When assessing investment destinations, investors place greatest weight on workforce capability, labour and input costs, innovation capacity, market scale and tax competitiveness. These are also the areas where Australia and New Zealand face some of their strongest competitive pressures.

 

What investors value is changing

Around the world, governments are competing to attract investment linked to artificial intelligence, advanced manufacturing, digital infrastructure, clean energy and critical minerals.

 

As a result, investors are placing greater emphasis on factors such as labour availability and quality, labour and input costs, R&D intensity, market size and tax competitiveness.

 

Top five global investment priorities

30%
30%
availability and quality of the workforce
29%
29%
labour costs and other input costs
26%
26%
level of R&D and innovation
21%
21%
Market size
21%
21%
tax competitiveness

Friction points

Regulatory complexity emerged as one of the clearest friction points. Only 16% of respondents viewed Australia's approvals processes for foreign investment as “not at all restrictive”. In New Zealand, the figure was 5%.

While both countries have introduced reforms to improve investment pathways, the findings suggest investors continue to perceive approval processes as complex and difficult to navigate.

This matters because capital is mobile. Investors are not simply comparing tax rates or labour costs. They are comparing the ease with which opportunities can be converted into value. Markets that can provide talent, infrastructure, policy certainty and efficient project delivery are increasingly gaining an edge.

Australia and New Zealand have been prosperous, safe and stable places to invest, but must do more to continue to attract capital. Investors increasingly prioritise countries that are agile, build capability and adapt to change.

Australia and New Zealand have strong foundations as investment destinations, but investors are prioritising countries that are agile, focused on building capability and adapting to change.

Three priority areas for future competitiveness

The report identifies three strategic priorities for governments and policymakers to consider.

1. Innovation, AI and the digital economy

Almost half (46%) of investors said improving technology infrastructure should be the top priority for Australia and New Zealand to strengthen attractiveness for AI investment and innovation.

In response, the report suggests pre-zoned, investment-ready data centre precincts are one of the highest-leverage economic opportunities available to both countries, supported by abundant renewable energy resources, available land and strong international connectivity.

2. Workforce, mobility and productivity

Three in 10 investors who redirected capital away from Australia and New Zealand cited better access to technology or skilled labour elsewhere as a contributing factor.

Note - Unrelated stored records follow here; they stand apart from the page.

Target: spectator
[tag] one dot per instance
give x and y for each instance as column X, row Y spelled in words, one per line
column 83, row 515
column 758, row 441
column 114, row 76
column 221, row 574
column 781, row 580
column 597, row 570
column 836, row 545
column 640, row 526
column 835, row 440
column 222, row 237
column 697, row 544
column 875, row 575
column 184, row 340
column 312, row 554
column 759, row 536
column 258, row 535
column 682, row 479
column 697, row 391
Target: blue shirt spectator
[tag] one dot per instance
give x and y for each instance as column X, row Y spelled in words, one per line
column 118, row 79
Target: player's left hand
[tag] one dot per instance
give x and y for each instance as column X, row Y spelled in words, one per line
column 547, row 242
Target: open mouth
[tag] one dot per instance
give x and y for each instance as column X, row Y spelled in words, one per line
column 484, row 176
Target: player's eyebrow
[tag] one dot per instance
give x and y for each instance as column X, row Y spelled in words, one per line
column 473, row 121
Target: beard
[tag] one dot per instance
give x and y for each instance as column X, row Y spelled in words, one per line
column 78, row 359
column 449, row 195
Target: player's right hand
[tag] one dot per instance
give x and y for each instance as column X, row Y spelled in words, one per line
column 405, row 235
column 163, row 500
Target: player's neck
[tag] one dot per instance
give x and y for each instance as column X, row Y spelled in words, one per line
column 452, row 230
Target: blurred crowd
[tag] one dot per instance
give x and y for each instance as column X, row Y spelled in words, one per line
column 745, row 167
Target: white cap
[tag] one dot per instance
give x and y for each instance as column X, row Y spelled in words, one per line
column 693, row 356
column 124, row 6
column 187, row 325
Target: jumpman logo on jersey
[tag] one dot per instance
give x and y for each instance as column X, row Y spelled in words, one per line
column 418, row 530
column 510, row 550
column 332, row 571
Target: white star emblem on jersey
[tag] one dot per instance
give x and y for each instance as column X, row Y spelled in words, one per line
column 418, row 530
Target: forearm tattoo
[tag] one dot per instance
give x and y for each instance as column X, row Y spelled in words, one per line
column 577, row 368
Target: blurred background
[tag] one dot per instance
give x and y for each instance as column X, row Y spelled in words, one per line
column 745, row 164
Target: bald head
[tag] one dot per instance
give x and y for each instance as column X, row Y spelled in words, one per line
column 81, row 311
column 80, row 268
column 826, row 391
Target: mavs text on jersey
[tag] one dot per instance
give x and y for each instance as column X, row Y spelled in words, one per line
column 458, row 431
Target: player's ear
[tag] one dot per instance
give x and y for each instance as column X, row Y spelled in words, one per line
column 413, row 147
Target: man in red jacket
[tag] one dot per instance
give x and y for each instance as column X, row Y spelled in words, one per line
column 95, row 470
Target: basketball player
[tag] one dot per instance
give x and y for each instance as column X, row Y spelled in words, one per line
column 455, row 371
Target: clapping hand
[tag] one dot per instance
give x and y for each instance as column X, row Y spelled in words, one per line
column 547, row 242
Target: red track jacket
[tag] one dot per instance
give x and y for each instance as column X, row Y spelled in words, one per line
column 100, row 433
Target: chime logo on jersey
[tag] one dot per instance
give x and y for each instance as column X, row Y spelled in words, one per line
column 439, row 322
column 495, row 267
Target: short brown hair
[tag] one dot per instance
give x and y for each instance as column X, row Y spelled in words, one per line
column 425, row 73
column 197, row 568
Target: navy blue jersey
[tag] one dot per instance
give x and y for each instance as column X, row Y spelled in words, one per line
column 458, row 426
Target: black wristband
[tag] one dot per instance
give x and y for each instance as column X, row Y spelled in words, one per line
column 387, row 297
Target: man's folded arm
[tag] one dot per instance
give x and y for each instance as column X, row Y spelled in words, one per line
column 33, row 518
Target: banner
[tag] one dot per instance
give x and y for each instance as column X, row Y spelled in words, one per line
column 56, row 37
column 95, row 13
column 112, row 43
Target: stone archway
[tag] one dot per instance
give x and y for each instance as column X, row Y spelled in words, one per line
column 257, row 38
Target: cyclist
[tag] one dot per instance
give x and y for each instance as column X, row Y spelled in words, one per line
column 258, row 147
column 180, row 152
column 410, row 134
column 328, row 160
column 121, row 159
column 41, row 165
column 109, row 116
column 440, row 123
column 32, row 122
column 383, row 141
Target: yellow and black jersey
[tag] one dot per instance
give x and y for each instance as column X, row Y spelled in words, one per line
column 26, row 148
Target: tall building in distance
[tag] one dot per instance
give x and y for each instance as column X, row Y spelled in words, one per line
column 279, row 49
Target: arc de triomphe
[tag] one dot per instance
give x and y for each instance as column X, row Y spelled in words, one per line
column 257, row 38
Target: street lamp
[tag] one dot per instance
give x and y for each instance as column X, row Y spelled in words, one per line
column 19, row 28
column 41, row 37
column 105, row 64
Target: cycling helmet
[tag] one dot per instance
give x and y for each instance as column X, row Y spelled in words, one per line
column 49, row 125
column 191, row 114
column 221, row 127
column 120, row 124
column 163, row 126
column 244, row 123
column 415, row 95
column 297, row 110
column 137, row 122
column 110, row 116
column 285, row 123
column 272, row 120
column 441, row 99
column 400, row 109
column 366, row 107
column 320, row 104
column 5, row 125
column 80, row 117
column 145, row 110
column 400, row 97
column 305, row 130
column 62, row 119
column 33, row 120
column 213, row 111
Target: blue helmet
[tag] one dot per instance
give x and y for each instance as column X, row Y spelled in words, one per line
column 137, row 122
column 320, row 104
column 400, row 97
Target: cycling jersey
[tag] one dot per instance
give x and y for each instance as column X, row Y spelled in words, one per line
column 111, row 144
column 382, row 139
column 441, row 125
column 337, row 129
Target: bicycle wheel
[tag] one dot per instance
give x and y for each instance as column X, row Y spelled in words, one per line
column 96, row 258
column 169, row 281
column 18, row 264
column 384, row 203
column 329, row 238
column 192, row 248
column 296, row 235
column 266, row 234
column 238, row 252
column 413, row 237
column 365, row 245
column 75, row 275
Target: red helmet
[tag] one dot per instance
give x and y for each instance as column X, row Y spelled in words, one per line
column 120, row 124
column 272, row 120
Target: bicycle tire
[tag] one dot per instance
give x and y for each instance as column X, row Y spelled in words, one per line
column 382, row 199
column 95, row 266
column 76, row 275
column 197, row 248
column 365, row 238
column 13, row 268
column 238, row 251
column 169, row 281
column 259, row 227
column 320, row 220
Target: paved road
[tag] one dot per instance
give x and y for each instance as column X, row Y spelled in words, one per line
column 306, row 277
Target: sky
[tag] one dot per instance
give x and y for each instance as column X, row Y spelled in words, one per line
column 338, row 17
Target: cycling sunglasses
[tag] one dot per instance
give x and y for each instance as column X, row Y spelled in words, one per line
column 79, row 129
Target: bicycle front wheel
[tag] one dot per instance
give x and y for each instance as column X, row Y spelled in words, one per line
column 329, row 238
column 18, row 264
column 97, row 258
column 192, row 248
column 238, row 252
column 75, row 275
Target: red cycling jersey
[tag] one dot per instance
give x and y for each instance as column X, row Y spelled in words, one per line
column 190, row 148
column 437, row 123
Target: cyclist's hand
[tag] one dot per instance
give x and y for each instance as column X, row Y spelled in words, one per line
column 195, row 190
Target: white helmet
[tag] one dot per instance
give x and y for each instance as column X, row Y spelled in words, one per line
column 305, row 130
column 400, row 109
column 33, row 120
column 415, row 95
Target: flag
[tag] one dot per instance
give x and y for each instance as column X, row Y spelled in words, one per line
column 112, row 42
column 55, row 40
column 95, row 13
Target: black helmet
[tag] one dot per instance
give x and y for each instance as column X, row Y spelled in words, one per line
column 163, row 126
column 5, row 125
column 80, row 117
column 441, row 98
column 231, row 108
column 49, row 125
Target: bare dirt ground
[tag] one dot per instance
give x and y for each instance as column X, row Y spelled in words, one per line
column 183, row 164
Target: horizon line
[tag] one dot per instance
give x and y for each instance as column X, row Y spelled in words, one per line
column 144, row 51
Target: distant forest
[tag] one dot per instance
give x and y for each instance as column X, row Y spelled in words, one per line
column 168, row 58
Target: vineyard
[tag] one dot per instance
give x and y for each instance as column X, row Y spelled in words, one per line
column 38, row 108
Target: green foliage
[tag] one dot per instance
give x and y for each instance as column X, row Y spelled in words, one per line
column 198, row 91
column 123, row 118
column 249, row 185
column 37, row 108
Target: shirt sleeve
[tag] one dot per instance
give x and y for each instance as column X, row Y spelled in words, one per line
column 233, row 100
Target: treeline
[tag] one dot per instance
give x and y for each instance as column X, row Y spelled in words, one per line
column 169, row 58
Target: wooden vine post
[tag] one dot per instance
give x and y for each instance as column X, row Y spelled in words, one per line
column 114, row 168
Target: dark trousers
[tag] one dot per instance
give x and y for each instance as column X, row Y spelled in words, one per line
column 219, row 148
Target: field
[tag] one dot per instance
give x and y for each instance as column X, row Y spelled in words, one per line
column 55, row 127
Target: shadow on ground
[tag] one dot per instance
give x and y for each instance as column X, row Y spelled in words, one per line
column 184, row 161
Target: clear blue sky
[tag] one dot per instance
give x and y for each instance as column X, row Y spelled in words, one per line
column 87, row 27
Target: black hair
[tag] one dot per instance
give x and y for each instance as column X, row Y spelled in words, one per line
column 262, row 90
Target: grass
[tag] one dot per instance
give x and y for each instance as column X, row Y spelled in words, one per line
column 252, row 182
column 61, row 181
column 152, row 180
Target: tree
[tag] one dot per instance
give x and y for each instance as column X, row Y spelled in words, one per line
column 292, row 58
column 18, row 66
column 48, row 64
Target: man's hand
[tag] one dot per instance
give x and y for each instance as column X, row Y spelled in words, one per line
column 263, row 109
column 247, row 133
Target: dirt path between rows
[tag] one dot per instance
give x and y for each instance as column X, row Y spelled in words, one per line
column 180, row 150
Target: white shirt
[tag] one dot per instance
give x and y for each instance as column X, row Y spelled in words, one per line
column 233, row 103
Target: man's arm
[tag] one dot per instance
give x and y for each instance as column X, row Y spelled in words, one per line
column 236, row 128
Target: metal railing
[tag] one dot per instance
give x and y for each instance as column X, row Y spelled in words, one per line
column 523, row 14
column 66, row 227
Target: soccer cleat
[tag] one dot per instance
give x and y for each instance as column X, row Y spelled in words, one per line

The report explains the role of targeted migration settings, fast-track arrangements for specialised talent and stronger workforce development pathways in addressing these challenges.

3. Tax competitiveness and investment certainty

Investors consistently identified tax certainty and predictability as important elements of an attractive investment environment. In fact, 19% of those surveyed said a lack of stable, predictable and competitive tax settings are a leading risk to the future attractiveness of Australia and New Zealand.

The report suggests that tax settings should be considered as part of a broader competitiveness agenda encompassing investment certainty, regulatory efficiency and business confidence.

Summary

Future competitiveness will depend on how effectively Australia and New Zealand translate strengths into capability, productivity and growth. The collective challenge is to create the conditions that allow investment to succeed once it arrives.